Il nome giapponese Reiki, letteralmente, indica la connessione tra “rei”, l’energia vitale dell’universo, e “ki”, l’espressione individuale di tale energia, chiamata anche “chi” dai cinesi o “prana” dagli indiani.

In una persona sana e armonica questa forza vitale scorre liberamente, ma in seguito a fattori esterni o interni, spesso emotivi, può andare incontro nel tempo anche a blocchi o vuoti. A lungo andare, il perdurare di questo squilibrio energetico, può indurre delle somatizzazioni e trasformarsi in tensioni fisiche, contratture, spasmi, dolori, disfunzioni di organi, malattie.

Sebbene l’utilizzo del Reiki come metodo di cura si sia rapidamente diffuso nel Giappone, anche nei paesi occidentali esistono studi clinici controllati sulla sua efficacia ed efficienza.  Il Reiki affianca la terapia convenzionale in numerosi centri ospedalieri di tutto il mondo. Si tratta di una tecnica “dolce” di distensione e analgesia, presenta il vantaggio di essere a basso costo facilmente riproducibile e alla portata di tutti, si presta molto bene come trattamento di supporto.

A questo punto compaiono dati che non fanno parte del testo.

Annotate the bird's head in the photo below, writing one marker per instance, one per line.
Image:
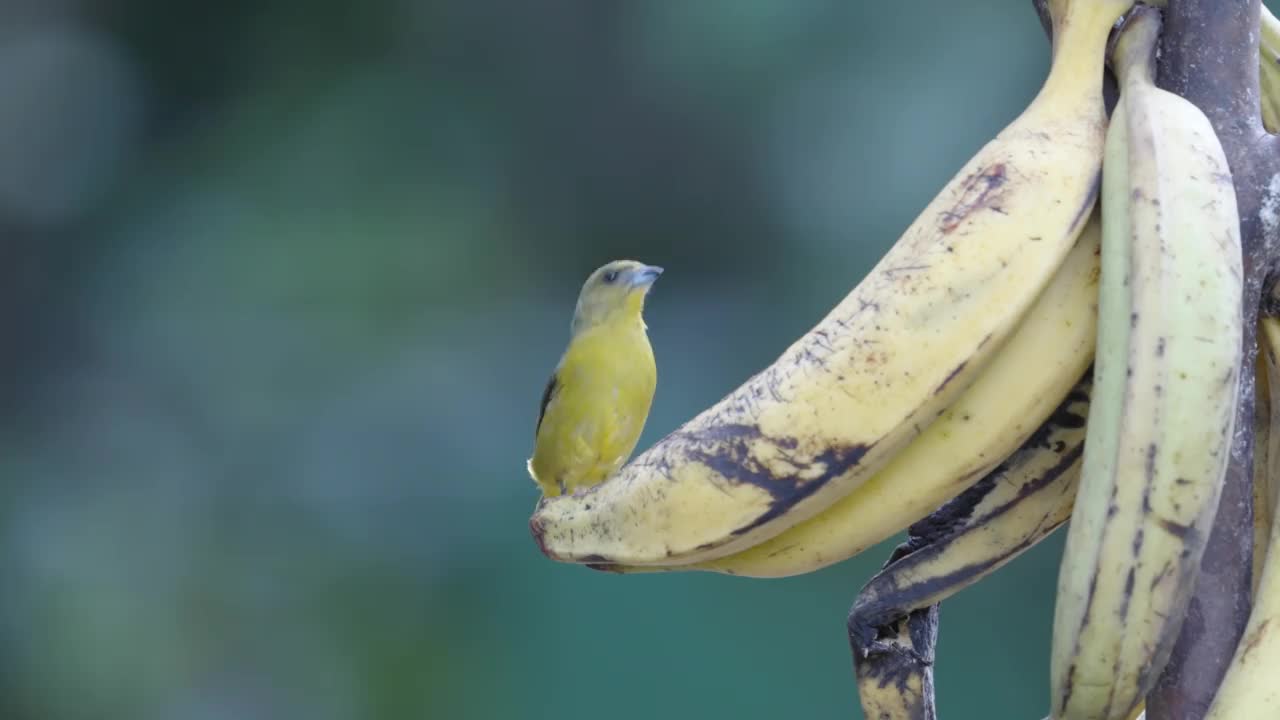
(613, 291)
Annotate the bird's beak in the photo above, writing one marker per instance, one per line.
(645, 276)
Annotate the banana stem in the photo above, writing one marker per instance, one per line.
(1134, 58)
(1110, 92)
(1210, 55)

Come si diventa operatore Reiki?

L’apprendimento del Reiki, secondo il metodo Mikao Usui nella sua diffusione in Occidente, si sviluppa in tre livelli distinti, ma con un unico scopo. L’apprendimento si articola in due momenti principali: le “attivazioni” e l’insegnamento della tecnica. Le “attivazioni” hanno lo scopo di riattivare nell’allievo i canali energetici e di condurlo al risveglio e alla consapevolezza delle proprie potenzialità.

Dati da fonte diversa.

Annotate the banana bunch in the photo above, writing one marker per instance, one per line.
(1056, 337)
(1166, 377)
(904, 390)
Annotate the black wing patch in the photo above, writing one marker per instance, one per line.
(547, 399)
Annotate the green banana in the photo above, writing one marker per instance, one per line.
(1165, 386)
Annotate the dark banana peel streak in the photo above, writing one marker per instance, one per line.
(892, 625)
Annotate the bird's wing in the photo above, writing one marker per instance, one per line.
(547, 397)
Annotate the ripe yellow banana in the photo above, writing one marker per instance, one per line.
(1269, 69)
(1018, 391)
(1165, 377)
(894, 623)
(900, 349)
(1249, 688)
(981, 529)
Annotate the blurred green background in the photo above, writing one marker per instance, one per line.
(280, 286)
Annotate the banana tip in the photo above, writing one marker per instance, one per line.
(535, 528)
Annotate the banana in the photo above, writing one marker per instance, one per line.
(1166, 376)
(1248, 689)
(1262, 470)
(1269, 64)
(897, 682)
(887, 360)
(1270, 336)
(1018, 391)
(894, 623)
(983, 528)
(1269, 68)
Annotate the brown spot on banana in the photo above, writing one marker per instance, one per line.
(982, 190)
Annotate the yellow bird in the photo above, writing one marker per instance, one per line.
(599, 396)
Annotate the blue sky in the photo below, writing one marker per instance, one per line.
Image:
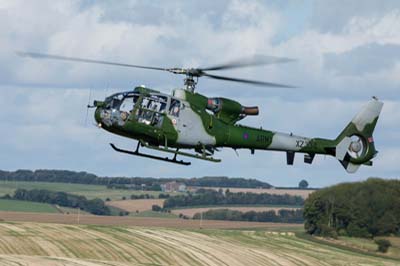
(346, 53)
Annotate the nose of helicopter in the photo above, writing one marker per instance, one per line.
(99, 108)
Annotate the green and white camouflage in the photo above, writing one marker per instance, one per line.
(189, 120)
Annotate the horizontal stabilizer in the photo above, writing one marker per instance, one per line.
(350, 167)
(342, 148)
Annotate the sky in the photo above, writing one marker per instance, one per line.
(346, 52)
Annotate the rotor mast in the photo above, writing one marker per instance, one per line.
(192, 74)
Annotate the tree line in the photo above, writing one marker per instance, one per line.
(212, 197)
(94, 206)
(362, 209)
(136, 183)
(282, 216)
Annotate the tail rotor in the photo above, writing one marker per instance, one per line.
(88, 106)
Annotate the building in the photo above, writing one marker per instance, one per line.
(173, 187)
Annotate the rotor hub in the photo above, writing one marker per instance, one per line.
(355, 146)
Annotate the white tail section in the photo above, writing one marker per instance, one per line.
(368, 113)
(342, 148)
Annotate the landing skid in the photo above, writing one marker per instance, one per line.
(137, 153)
(176, 152)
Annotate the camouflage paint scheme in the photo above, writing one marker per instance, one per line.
(208, 124)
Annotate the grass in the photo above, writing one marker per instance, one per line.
(89, 191)
(26, 206)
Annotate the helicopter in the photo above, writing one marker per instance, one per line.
(189, 124)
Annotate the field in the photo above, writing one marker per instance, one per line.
(294, 192)
(134, 221)
(136, 205)
(57, 244)
(89, 191)
(367, 245)
(190, 212)
(26, 206)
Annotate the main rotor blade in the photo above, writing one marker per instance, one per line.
(253, 82)
(256, 60)
(82, 60)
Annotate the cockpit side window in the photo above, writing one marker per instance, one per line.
(175, 107)
(151, 110)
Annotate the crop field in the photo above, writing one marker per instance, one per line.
(57, 244)
(190, 212)
(26, 206)
(139, 205)
(293, 192)
(89, 191)
(74, 218)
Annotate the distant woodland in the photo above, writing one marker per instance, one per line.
(212, 197)
(363, 209)
(282, 216)
(94, 206)
(140, 183)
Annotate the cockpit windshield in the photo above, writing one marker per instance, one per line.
(118, 108)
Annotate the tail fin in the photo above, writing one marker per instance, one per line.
(355, 145)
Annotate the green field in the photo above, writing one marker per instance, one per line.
(25, 206)
(57, 244)
(154, 214)
(89, 191)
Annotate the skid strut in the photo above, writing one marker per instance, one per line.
(137, 153)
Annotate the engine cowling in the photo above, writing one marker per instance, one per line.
(229, 110)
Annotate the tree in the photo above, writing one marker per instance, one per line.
(303, 184)
(383, 245)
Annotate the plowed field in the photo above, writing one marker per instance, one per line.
(87, 245)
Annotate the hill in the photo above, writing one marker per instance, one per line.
(140, 183)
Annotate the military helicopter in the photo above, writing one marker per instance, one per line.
(187, 120)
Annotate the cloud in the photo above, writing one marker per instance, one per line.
(342, 61)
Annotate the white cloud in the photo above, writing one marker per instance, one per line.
(45, 126)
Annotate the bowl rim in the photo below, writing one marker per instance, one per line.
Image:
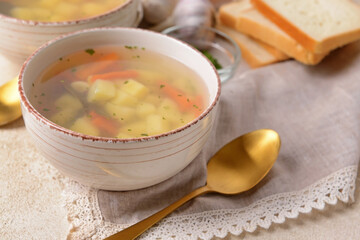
(68, 22)
(32, 110)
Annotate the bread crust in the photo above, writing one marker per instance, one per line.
(285, 44)
(309, 43)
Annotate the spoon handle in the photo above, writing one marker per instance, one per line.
(137, 229)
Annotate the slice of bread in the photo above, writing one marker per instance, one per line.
(251, 22)
(255, 53)
(229, 12)
(318, 25)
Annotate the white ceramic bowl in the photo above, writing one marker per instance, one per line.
(109, 163)
(19, 38)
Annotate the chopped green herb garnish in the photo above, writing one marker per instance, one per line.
(90, 51)
(212, 59)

Primi Livello Reiki: Il corpo

Il primo livello Reiki, permette già di utilizzare il reiki a scopo curativo, su se stessi e sugli altri, attraverso l’imposizione delle mani. Vengono insegnate le posizioni di base per agire sui punti vitali del corpo. E’ la scoperta dell’energia e la sperimentazione a livello fisico.

Il beneficio più profondo è una dissoluzione di blocchi energetici e un conseguente ripristino del normale scorrimento dell’energia vitale nell’organismo.

Secondo livello: la mente

Nel secondo livello Reiki si entra più nell’aspetto spirituale, viene introdotto il concetto di simbolo. I simboli tramandati e codificati da Mikao Usui sono tre e ognuno ha una sua precisa caratteristica, che viene spiegata e praticata durante il seminario.

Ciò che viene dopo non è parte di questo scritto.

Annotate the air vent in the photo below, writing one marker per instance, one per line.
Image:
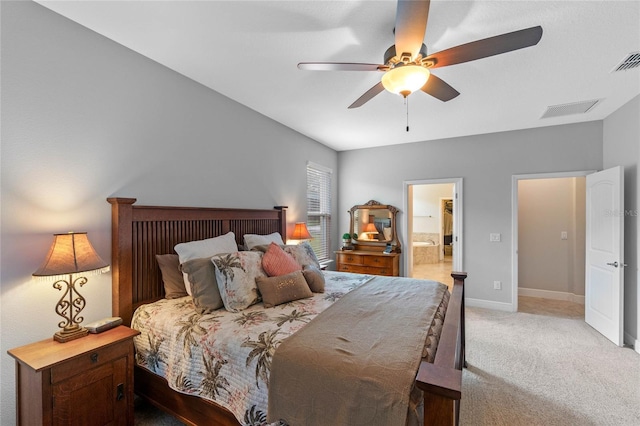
(631, 61)
(568, 109)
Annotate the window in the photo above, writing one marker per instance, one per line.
(319, 209)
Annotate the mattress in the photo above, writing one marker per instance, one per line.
(226, 357)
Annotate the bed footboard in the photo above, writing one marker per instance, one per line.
(441, 381)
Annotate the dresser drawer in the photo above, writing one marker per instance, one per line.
(88, 360)
(351, 259)
(378, 271)
(378, 261)
(355, 269)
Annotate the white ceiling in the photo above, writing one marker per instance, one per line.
(248, 51)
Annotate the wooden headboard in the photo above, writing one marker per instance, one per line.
(138, 233)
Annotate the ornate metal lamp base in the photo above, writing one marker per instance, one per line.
(65, 336)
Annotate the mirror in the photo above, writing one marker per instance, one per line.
(374, 224)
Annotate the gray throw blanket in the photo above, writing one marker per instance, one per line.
(356, 362)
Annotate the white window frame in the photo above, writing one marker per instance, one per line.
(319, 219)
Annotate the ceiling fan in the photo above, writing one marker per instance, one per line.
(407, 64)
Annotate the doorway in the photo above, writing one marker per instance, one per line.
(549, 237)
(432, 229)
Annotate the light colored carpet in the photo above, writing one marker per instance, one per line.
(546, 368)
(541, 366)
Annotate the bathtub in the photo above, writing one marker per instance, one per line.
(425, 252)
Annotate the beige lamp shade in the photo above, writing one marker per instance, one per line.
(69, 254)
(300, 232)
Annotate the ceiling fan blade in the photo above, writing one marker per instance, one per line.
(487, 47)
(368, 95)
(411, 24)
(439, 89)
(339, 66)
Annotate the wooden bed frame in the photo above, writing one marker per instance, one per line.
(141, 232)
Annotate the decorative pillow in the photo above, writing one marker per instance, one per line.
(276, 261)
(204, 287)
(205, 248)
(251, 240)
(303, 254)
(236, 274)
(171, 277)
(314, 278)
(283, 289)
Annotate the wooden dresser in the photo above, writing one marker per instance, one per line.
(87, 381)
(368, 262)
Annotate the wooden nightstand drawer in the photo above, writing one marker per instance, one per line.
(88, 360)
(378, 261)
(354, 269)
(87, 381)
(377, 271)
(363, 262)
(351, 259)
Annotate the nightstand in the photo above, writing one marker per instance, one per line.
(87, 381)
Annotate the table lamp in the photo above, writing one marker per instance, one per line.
(300, 232)
(69, 255)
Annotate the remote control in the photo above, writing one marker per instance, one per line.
(103, 324)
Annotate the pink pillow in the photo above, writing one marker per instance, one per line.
(277, 262)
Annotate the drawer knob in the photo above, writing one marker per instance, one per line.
(120, 392)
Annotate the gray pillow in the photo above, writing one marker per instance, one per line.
(204, 287)
(171, 276)
(314, 278)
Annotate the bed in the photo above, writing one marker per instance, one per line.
(141, 232)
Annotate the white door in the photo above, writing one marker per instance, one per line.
(604, 276)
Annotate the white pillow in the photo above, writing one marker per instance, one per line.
(204, 248)
(252, 240)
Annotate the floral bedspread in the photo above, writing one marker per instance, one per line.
(224, 356)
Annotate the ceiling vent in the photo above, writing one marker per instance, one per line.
(568, 109)
(631, 61)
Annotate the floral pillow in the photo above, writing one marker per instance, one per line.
(236, 275)
(303, 254)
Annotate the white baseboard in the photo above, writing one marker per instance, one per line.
(632, 341)
(488, 304)
(548, 294)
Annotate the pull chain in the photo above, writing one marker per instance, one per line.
(406, 102)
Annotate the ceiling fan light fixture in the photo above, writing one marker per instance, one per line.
(404, 80)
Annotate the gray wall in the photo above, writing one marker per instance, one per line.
(621, 148)
(486, 163)
(84, 118)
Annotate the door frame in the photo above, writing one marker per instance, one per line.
(514, 221)
(457, 220)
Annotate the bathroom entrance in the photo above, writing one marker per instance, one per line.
(433, 221)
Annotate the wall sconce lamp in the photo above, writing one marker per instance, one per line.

A questo livello si accede dopo aver già sperimentato a livello fisico su di sé e sugli altri i benefici del primo livello.

Terzo livello: l’anima

Il corpo ha beneficiato degli effetti dell’energia, la mente si è quietata di fronte ai dubbi e alle perplessità sull’efficacia di questa materia. Il terzo livello è quello per chi sceglie di dedicarsi attivamente al Reiki come operatore o come Insegnante.

Questo livello fornisce gli strumenti adatti per svolgere trattamenti professionali, mentre per condurre corsi e seminari e le relative “attivazioni” bisogna intraprendere il corso di Master.

Dovrebbe prevedere anche un approfondito lavoro personale di armonizzazione della personalità e di riflessione sui valori più alti.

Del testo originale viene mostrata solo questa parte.